Crockett made the announcement on social media this morning.
“It is never an easy thing to know when the time is right, but my family have made a number of sacrifices over the past 13 years which have allowed me to live out my dream. Now it’s time for me to give back to them, simply by being there more than I have been able to as a professional rugby player,” Crockett said.
“To all of the coaches, management, supporters and of course, my team mates over the years, thank you for your belief, support and friendship throughout my international and Super Rugby career.
“I intend on making the most of my last season with the Crusaders, enjoying every minute of it and giving this team everything I’ve got.”

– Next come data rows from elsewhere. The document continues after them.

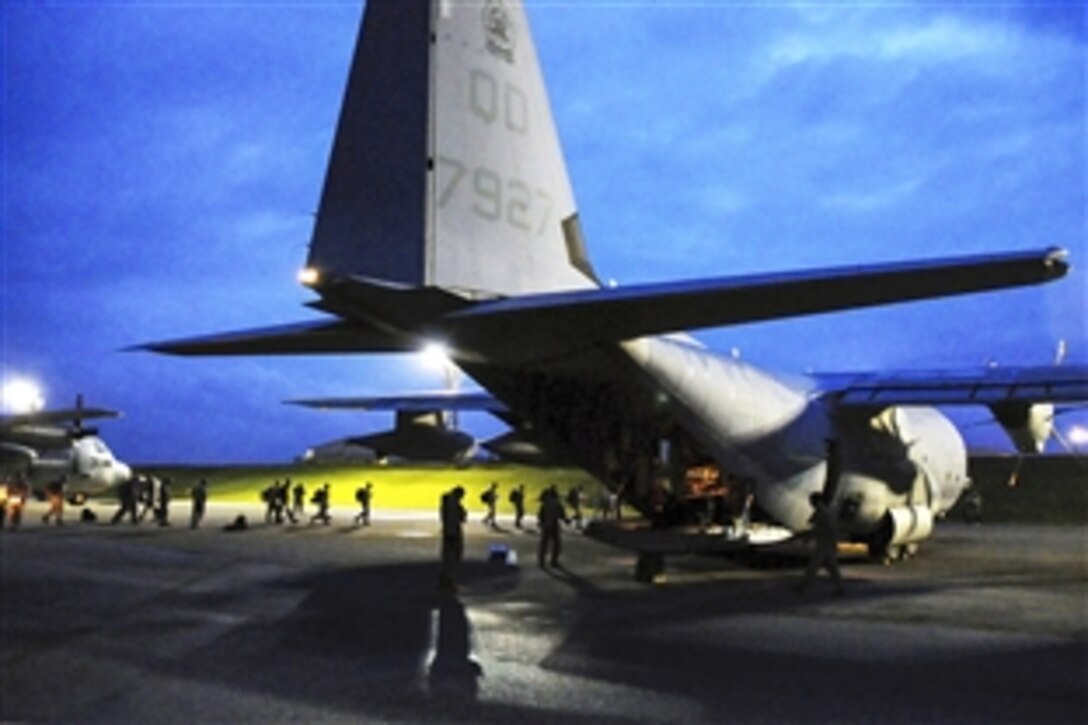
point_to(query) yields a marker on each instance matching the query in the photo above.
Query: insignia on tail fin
(446, 170)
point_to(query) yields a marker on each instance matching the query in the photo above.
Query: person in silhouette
(826, 549)
(321, 499)
(490, 498)
(199, 501)
(453, 515)
(362, 495)
(126, 499)
(518, 499)
(549, 517)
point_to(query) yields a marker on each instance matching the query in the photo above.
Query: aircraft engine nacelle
(1028, 426)
(910, 524)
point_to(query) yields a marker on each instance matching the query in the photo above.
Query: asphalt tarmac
(334, 623)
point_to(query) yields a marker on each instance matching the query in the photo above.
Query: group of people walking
(551, 516)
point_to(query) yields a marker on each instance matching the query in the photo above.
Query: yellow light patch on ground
(395, 487)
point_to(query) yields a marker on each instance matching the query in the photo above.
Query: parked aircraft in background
(447, 214)
(423, 429)
(45, 446)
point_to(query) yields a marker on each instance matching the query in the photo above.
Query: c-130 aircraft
(447, 214)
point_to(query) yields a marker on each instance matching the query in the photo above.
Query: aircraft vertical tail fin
(446, 170)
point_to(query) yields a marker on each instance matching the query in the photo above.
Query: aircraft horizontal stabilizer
(582, 318)
(411, 402)
(996, 385)
(301, 339)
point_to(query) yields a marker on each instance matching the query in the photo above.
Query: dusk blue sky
(162, 162)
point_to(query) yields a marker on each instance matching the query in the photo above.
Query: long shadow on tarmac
(403, 647)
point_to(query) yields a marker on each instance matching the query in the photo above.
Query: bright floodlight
(308, 275)
(22, 395)
(434, 355)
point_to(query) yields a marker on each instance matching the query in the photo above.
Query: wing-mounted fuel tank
(1027, 425)
(902, 468)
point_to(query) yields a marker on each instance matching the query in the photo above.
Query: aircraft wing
(541, 327)
(53, 417)
(13, 453)
(411, 402)
(301, 339)
(992, 385)
(586, 317)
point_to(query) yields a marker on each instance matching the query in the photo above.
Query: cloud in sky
(162, 162)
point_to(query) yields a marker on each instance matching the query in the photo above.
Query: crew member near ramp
(199, 501)
(549, 517)
(826, 552)
(453, 538)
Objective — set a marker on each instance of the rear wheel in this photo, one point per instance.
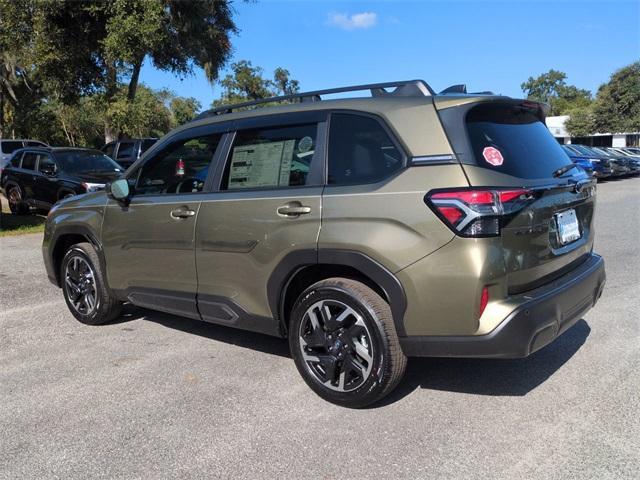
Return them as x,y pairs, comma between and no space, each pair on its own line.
16,201
84,287
344,342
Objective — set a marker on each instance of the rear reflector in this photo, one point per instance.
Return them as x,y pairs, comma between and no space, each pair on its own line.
477,213
484,299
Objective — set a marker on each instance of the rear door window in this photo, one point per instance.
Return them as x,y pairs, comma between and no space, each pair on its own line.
146,145
29,161
511,139
360,150
271,157
10,146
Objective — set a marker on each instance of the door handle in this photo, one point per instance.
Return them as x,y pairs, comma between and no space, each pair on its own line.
182,213
293,210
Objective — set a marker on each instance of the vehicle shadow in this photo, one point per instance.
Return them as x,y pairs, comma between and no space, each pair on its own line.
10,222
233,336
496,377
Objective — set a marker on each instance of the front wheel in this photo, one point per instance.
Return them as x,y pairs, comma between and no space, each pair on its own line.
344,343
84,287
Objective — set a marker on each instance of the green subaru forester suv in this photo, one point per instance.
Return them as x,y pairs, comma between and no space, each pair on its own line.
365,230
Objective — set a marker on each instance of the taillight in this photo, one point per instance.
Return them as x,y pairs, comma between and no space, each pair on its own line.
477,213
484,299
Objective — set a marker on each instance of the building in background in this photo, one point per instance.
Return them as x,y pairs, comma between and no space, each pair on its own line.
558,130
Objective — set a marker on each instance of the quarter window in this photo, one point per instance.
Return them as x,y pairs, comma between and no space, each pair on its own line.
46,164
360,151
29,161
180,167
271,157
108,149
15,161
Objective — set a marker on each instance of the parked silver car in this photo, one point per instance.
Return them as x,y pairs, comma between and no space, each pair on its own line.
8,146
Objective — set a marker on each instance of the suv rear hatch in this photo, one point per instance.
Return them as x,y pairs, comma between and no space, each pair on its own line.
542,212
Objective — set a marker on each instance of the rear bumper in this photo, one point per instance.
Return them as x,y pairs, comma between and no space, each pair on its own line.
551,310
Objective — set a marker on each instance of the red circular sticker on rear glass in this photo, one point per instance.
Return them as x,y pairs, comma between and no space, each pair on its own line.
493,156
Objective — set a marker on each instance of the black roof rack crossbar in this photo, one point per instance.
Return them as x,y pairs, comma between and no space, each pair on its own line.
409,88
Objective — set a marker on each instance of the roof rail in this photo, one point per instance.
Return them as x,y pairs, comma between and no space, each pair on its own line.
408,88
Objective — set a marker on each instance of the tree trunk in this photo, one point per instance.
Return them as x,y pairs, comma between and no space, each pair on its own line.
133,82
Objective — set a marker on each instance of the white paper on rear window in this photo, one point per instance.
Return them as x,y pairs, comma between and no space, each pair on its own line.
261,165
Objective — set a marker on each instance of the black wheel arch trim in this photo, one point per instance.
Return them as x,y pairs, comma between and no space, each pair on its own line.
295,261
61,231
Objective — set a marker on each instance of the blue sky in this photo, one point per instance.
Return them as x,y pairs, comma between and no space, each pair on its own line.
487,45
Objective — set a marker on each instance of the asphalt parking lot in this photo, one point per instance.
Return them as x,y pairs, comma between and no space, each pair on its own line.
157,396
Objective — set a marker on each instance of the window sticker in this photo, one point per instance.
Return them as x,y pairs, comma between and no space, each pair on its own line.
261,165
493,156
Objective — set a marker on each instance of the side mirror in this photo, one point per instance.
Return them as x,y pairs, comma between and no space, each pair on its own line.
119,190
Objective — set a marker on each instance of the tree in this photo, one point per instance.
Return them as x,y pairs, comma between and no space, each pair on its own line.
617,105
551,88
81,48
247,83
184,109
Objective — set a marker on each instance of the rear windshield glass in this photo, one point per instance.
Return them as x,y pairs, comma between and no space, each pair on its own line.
73,161
10,146
147,144
512,140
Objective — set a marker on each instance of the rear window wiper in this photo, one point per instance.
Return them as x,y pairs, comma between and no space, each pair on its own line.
562,170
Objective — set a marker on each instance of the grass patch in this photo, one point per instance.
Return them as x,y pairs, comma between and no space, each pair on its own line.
20,224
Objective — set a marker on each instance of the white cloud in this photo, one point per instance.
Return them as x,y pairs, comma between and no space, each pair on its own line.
352,22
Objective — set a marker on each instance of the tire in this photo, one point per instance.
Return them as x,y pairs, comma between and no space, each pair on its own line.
84,286
16,201
350,354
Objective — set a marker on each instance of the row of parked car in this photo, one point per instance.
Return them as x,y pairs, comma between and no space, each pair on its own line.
605,162
35,175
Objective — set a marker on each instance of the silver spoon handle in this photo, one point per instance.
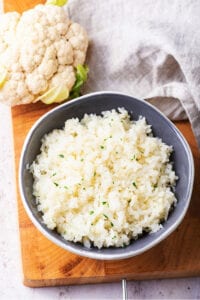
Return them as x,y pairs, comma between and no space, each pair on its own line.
124,290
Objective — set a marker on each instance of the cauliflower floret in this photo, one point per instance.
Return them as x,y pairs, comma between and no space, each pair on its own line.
40,50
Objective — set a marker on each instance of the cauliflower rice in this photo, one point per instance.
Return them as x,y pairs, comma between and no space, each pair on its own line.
104,180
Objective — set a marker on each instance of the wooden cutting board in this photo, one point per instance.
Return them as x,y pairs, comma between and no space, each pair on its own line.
45,264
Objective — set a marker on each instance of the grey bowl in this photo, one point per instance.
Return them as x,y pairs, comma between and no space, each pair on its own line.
96,103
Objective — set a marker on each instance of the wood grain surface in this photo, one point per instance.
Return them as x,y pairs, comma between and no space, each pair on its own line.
45,264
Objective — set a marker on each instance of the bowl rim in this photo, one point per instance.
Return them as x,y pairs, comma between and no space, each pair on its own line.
97,255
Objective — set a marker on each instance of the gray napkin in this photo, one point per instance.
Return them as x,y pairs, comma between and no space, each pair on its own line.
146,48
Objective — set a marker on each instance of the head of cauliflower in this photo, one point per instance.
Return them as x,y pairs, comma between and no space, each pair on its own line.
40,54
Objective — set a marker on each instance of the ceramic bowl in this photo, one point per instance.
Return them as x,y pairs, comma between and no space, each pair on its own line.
161,127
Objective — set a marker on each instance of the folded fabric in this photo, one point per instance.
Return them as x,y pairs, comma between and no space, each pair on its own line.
146,48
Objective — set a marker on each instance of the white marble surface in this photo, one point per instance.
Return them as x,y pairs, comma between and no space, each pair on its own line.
11,286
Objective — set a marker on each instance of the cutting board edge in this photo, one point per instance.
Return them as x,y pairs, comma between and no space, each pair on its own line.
111,279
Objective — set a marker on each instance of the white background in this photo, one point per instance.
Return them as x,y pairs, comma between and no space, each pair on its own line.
11,287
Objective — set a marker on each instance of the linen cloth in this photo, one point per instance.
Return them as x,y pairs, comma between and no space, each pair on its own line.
149,49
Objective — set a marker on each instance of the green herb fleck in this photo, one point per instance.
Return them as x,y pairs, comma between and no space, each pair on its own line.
81,77
134,184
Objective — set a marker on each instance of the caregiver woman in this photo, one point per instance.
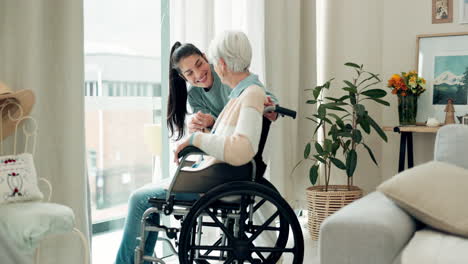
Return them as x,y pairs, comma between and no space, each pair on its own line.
207,95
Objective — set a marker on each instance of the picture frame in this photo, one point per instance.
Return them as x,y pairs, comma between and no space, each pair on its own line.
442,60
463,7
442,11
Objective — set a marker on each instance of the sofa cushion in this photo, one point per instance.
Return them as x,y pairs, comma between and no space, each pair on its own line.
434,193
18,180
433,247
26,224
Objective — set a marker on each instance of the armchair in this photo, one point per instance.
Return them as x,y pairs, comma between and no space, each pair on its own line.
374,230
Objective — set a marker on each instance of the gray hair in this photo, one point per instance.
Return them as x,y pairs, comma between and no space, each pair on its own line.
234,47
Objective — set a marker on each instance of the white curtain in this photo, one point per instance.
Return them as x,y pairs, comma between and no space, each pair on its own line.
290,53
41,48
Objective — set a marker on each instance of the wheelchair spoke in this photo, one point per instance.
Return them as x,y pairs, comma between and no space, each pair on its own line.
217,243
220,225
213,248
263,227
259,204
229,260
270,249
243,214
260,255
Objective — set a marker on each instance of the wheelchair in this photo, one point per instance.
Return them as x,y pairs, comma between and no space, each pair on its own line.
239,218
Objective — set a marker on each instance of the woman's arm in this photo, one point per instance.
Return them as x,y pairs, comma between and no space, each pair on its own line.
240,146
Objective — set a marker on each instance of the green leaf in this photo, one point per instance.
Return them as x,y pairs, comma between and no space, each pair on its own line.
375,93
334,116
317,127
351,162
348,142
307,151
377,128
343,98
376,76
380,101
350,64
335,147
338,163
356,136
334,106
320,159
316,91
318,148
322,111
351,90
328,145
328,121
370,154
352,98
351,85
360,110
364,123
313,174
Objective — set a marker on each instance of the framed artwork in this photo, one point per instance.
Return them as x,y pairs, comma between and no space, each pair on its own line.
463,7
443,61
442,11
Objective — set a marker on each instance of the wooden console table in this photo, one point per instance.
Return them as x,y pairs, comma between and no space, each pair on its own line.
406,141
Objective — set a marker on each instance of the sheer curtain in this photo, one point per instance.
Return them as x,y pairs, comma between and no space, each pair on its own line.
41,48
198,21
290,53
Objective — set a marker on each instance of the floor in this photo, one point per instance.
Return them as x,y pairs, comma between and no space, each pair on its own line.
106,245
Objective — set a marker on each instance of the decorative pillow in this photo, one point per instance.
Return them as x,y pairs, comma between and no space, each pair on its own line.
435,193
18,180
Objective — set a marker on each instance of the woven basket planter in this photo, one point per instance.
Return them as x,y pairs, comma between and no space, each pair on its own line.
322,204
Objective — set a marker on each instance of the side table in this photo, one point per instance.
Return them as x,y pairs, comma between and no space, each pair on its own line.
406,141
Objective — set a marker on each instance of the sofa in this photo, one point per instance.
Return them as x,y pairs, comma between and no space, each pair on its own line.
375,230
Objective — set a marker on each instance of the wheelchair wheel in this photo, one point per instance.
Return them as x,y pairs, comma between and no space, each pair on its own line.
228,209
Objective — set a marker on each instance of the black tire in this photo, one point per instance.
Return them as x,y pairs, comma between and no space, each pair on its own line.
242,248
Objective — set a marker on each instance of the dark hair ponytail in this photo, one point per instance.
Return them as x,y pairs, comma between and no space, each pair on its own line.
177,101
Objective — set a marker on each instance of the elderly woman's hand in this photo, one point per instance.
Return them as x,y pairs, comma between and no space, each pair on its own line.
200,121
272,116
185,143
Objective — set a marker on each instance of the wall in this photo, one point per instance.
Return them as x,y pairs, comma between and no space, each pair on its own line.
400,27
382,36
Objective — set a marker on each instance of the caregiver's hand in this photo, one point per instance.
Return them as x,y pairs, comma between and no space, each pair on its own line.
200,121
272,116
180,147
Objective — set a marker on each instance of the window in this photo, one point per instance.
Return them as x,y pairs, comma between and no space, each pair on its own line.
116,104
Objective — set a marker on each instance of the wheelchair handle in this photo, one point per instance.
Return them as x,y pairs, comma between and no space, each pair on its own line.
190,150
280,110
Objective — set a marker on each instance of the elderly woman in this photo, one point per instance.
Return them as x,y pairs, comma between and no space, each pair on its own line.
234,138
237,130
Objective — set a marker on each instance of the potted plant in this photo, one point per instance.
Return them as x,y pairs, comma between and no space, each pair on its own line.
348,123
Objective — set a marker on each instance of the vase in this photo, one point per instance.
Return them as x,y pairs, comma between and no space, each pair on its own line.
407,109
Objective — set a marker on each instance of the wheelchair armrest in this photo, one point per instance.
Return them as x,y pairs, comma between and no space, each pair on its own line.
190,150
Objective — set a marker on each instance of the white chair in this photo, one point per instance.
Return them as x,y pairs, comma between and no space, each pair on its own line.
27,223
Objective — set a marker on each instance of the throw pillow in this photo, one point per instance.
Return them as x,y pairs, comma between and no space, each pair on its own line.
18,180
435,193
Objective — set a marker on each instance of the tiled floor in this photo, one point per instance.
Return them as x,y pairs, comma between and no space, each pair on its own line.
105,247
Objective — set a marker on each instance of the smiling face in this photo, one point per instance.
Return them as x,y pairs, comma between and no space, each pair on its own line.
196,71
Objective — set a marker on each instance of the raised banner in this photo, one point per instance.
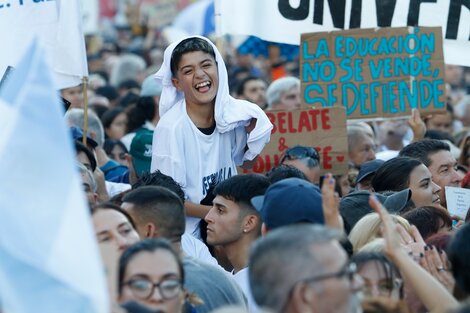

Despite finishing his international and Super Rugby career, Crockett will still be playing rugby in New Zealand – he has signed a two-year deal to play for the Tasman Mako in the Mitre 10 Cup.
New Zealand Rugby Chief Executive Steve Tew has paid tribute to a player he describes as “incredibly loyal and one of the nicest players in the game.”
“I want to thank ‘Crocky’ for his tremendous service to the game. He is one of the game’s good guys, has been an outstanding, hard-working professional rugby player and the ultimate team man in every team he has played in, whether it be Canterbury, the Crusaders or the All Blacks.
“We will all enjoy watching him play over the next few months and help celebrate his final Investec Super Rugby season and look forward to watching his return to provincial rugby where he will no doubt continue to make an impact.”
All Blacks Head Coach Steve Hansen echoed Tew’s sentiments.
“On behalf of the All Blacks, I want to thank ‘Crocky’ for everything he has done for the team, he’s been a great servant of the game and definitely enhanced the jersey during his time in it.
“I’d also like to take the opportunity to thank his wife Jenna for the sacrifices the family made to allow him to be available to play the game for as long as he has.
“He leaves the All Blacks as a world-class front rower, senior professional and much-loved member of our squad. We’re all incredibly proud of what he has achieved and we wish him and his family all the very best.”
Crusaders CEO Hamish Riach said: “Crocky epitomises the Crusaders man. He’s got the biggest heart in the game and as well as being a senior member of the side and our most capped Crusader, he’s certainly led the way with his behaviour off the field.
“He is always the first player to get behind a charitable cause or put his hand up for community engagement and we’ll always be grateful for his immense contribution in that respect.”
Crusaders Head Coach Scott Robertson said: “Crocky leaves behind a fantastic legacy here at the Crusaders. He provides leadership every time he takes the field and his mindset is never to give any less than 100 percent.
“From a team perspective, he’s played a huge role in shaping our culture here and has mentored many a player during his 13 years in the side. So while his presence around here will be sorely missed, his legacy is firmly entrenched in red and black rugby.”
Tasman Rugby Union CEO Tony Lewis said: “The Tasman Rugby Union welcomes Wyatt home to Nelson and believe that he’ll be a valuable addition to the Mako squad in 2018 and 2019. The Union is also excited that Wyatt will be making a vital contribution in the mentoring of young front forwards in the region.”